Disclosure statement
No potential conflict of interest was reported by the authors.
Notes
1 Previous studies examining the N100 explored when multisensory integration takes place (e.g. Besle et al., Citation2004; Klucharev et al., Citation2003; Pilling, Citation2009; van Wassenhove et al., Citation2005). They used the rationale of the additive model (i.e. differences between the summed unimodal activity and the activity generated by the audiovisual condition). However, this approach can lead to biases (Besle, Fort, & Giard, Citation2004; Stekelenburg & Vroomen, Citation2007; and Teder-Salejarvi, McDonald, Di Russo, & Hillyard, Citation2002). Biases come from the assumption that unimodal auditory stimuli and unimodal visual stimuli are independently processed. In fact, a common activity including attentional modulation, working memory or any higher cognitive processes may be associated with the processing of both types of stimuli (auditory and visual). This issue is very problematic when investigating effects after 200 ms from stimulus onset where the higher cognitive processes are likely to occur. Interestingly, Baart (Citation2016) demonstrated that the suppression of N100/P200 in amplitude and the speeding up of N100/P200 latencies by audiovisual speech were not modulated by whether the visual-only condition was subtracted or not from the audiovisual condition. For all these reasons, it was legitimate to compare audiovisual and auditory-only trials in the present study.
2 Left anterior: D10, D11, D12, D13, D14, D18, D19, right anterior: B20, B21, B29, B30, B31, B32, B22, frontocentral: D2, C2, FCz, C24, C22, C11, Fz, centroparietal: Cz, A2, CPz, B1, B2, D15, D16, left parietal: A17, A16, A9, A8, A7, A6, D29, right parietal: A30, A29, B3, B4, B5, B6, B13 and occipito-parietal: A5, A18, A20, Pz, Poz, A31, A32.
3 ANOVA analysis exclusively based on the mean amplitude of centroparietal sites where the N100 amplitude was found to be the strongest revealed no significant effect of Modality (F(1,31) = 1.86, MSE = 25.78, p = .18, η²p = .005). The same analysis based on the mean amplitude or the peak amplitude over CPz and Cz again showed no significant effects of Modality (CPz, mean amplitude, F(1,31) = 0.35, MSE = 2.07, p = .56, η²p = .011, CPz peak amplitude, F(1,31) = 0.003, MSE = 2.15, p = .99, η²p = 10−5, Cz, mean amplitude, F(1,31) = 2, MSE = 9.1, p = .17, η²p = .06, Cz, peak amplitude, F(1,31) = 1.1, MSE = 10.98, p = .32, η²p = .03). Furthermore, an analysis based on the peak latency over CPz and Cz again revealed no main effect of Modality (CPz, F(1,31) = 1, MSE = 407, p = .33, η²p = .03, Cz, F(1,31) = 3.1, MSE = 327, p = .10, η²p = .02).
4 The P200 is apparent during the listening of natural speech when auditory evoked spread spectrum (AESPA) analysis is used (Power, Foxe, Forde, Reilly, & Lalor, Citation2012). The AESPA method is sensitive to electrophysiological brain response related to the amplitude envelope of a natural continuous speech.

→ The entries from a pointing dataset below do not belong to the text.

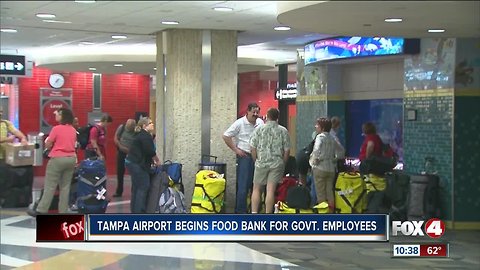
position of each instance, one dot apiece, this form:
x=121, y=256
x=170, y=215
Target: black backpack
x=83, y=135
x=298, y=197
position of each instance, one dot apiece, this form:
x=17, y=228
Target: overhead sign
x=12, y=65
x=290, y=92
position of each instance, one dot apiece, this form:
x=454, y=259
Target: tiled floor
x=19, y=249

Contrary to this approach, we tracked to ERPs responses after expected and incongruous words in the context of semantically constraining sentences. In such experimental designs (e.g. Connolly & Phillips, Citation1994; Connolly et al., Citation1990; van den Brink & Hagoort, Citation2004; van den Brink et al., Citation2001), a N200 is elicited when the initial phonemes of the perceived word do not match the initial phonemes of the expected word from the sentence constraints.